This summer, ticks may have a slightly higher chance of being infected with bacteria that causes Lyme disease, according to a Rhode Island tick expert.
Small ticks the size of poppy seeds, called nymphs, are active now and will be throughout the summer. Humans typically contract the bacteria that cause Lyme disease from nymphs. Before reaching the nymphal stage, tick larvae pick up the bacteria from rodents after latching onto them to feed.
Tom Mather, director of URI's TickEncounter Resource Center, said signs of a possible increase come from high infection rates in adult ticks, which used to be nymphs.
He and other researchers found more than 80 percent of adult ticks they tested were infected with bacteria that cause Lyme disease.
Mather said it's important to know that the adult ticks carrying the bacteria will die off very soon because they're peak is in the fall. It's nymphal stage ticks that are active during the spring and summer. What determines if nymphs are infected with bacteria depends on what happened last year when they were larvae, Mather said.
Rhode Island's rodent population has been strong the past few years because there has been more acorns for them to eat, Mather said. More rodents mean more hosts for larvae and more opportunities for them to be infected.

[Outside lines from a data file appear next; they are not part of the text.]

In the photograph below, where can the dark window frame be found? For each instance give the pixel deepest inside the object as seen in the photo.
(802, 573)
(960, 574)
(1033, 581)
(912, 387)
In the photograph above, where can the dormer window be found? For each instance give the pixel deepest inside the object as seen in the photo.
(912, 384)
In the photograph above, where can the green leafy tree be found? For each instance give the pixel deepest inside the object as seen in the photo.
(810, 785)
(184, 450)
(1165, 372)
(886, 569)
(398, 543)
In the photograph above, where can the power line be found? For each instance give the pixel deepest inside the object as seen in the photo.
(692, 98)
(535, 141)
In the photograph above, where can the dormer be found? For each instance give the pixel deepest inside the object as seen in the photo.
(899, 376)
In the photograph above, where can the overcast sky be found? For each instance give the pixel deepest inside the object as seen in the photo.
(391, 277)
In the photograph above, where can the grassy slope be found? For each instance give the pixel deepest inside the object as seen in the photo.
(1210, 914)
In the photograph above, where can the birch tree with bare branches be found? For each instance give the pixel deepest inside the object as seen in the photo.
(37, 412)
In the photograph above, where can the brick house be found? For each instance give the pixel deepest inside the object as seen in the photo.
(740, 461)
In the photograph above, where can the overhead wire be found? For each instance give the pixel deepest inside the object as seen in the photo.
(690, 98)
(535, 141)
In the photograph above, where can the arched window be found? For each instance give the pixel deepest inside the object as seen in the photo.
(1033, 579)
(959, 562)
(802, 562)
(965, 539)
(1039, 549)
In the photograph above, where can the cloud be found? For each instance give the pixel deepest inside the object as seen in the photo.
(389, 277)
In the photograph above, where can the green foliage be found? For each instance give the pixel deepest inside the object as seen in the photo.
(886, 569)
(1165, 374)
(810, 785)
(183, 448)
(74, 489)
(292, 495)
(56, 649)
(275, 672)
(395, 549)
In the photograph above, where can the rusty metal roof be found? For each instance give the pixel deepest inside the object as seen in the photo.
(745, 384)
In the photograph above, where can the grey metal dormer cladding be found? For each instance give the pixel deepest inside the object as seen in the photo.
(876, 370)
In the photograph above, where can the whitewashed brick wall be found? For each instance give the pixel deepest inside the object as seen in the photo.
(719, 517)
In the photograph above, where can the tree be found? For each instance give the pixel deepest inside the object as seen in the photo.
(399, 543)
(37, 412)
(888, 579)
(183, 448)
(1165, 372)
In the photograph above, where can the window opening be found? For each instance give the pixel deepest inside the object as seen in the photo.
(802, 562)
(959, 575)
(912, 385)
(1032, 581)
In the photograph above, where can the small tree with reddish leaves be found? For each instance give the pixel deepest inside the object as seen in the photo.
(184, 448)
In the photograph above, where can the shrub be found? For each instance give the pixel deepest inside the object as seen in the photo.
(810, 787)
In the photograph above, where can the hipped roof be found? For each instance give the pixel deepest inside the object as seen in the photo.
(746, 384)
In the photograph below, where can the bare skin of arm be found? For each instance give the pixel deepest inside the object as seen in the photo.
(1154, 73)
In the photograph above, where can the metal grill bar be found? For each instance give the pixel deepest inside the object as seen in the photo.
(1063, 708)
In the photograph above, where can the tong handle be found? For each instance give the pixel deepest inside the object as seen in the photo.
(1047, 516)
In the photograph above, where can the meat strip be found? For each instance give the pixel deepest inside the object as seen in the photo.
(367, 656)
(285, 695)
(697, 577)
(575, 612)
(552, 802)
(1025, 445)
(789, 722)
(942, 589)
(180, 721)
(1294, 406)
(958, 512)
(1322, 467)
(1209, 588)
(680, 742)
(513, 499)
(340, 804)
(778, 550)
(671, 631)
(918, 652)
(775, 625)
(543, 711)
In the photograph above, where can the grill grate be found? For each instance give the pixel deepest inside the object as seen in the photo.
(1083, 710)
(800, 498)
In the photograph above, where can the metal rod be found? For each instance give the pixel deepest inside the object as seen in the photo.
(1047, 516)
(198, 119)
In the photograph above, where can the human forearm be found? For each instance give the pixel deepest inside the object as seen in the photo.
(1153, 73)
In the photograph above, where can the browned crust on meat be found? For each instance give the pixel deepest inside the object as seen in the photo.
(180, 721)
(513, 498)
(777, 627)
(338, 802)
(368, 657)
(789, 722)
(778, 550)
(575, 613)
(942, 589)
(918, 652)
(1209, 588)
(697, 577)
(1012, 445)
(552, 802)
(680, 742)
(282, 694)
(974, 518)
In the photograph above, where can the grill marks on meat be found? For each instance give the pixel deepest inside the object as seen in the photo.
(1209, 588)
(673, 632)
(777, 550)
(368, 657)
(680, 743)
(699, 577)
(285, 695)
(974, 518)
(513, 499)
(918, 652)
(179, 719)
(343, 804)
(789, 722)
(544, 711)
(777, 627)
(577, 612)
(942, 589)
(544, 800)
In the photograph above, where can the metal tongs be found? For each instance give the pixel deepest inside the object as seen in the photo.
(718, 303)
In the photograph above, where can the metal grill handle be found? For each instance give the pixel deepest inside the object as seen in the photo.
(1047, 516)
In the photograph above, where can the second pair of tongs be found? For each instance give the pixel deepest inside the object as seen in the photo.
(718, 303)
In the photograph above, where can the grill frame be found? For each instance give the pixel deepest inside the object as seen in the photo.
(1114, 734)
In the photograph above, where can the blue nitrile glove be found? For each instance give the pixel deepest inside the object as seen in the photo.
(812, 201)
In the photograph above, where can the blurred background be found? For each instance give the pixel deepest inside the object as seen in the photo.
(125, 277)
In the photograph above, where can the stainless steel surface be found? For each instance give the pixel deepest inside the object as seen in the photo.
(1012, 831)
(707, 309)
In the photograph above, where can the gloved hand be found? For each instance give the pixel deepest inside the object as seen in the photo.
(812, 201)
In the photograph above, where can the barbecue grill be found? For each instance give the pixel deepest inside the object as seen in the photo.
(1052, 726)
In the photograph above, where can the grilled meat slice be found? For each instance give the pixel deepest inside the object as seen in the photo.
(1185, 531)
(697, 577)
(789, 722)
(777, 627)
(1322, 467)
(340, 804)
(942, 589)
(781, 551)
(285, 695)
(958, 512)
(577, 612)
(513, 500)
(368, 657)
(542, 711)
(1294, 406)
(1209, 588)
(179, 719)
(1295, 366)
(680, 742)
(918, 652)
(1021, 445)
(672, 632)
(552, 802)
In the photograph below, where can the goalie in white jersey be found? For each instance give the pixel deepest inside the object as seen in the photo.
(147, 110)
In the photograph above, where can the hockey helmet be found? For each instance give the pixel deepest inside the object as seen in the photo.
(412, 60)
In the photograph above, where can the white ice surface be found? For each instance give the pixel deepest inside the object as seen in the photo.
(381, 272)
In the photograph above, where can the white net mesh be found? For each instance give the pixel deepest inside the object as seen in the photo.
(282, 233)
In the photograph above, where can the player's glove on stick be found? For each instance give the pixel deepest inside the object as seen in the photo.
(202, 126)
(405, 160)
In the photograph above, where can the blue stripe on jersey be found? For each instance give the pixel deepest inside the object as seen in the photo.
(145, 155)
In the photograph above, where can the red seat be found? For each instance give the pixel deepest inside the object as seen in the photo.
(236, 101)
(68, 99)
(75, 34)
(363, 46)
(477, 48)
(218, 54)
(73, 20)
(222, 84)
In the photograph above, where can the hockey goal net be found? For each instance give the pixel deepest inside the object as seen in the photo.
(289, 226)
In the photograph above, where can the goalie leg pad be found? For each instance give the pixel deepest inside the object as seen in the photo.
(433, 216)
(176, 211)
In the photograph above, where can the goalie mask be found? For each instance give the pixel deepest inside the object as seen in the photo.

"So if there were a lot of larvae that fed on mice and chipmunks last summer, they might turn into a lot of infected nymphal ticks this year," Mather said.
However, the size of the nymph population depends on how humid the days are. Ticks can only thrive during days with more than 80 percent humidity.
"If it stays below 80 percent for longer than eight hours, some of them start to die, and if it does it two days in a row, than more of them die, and if it does it three days in a row, more of them die,” Mather said.
Mather said it's important to take precaution regardless of this summer's outlook because there are always infected ticks in Rhode Island. Precautions include spraying clothing and shoes with repellents containing Permethrin and tucking pant legs into socks.